Be Responsible With Money: Obviously, the way you finance med school is entirely your business. Generally, however it’s not going to be cheap. The money you do earn? You don’t want to fritter away on needless expenses. Prioritize at every step.

Go For Flexible Jobs: The more you can set your own hours (especially come rotations), the better. The same goes for finding things you can do remotely, or from University libraries – anything that cuts down both commutes!

Schedule Free Hours: All work and all study? Say hello to stress and overwhelm. You’re going to need time to recharge.

Aside from these more practical tips, maybe you want to think about alternatives to working also. Especially if you’re looking for things to take you outside of the med school environment and aren’t too bothered about the money.
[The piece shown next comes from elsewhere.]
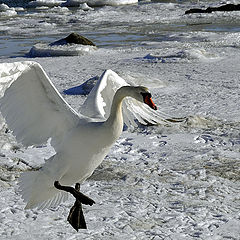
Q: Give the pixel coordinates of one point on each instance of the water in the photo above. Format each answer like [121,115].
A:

If that’s you then things like volunteering or joining a club can be good ideas. Both also lend themselves well to resumes.

Final Thoughts

If you really do need money to make a MBBS work then maybe it’s best to hold off a few years instead of going down the disaster road of full time work and school. There’s nothing stopping you from taking a gap year working as a medical scribe or research assistant for example. Both things can really help with an admissions application too.

The same could also be said to switch from doctoring to becoming a physician assistant instead. Schooling is shorter, the schedule is a bit lighter and you can still end up in lots of interesting medical specialties.

But if that’s really not you and not working isn’t an option? At least find a job you like. Working a job you hate will not remedy the weight of medical school.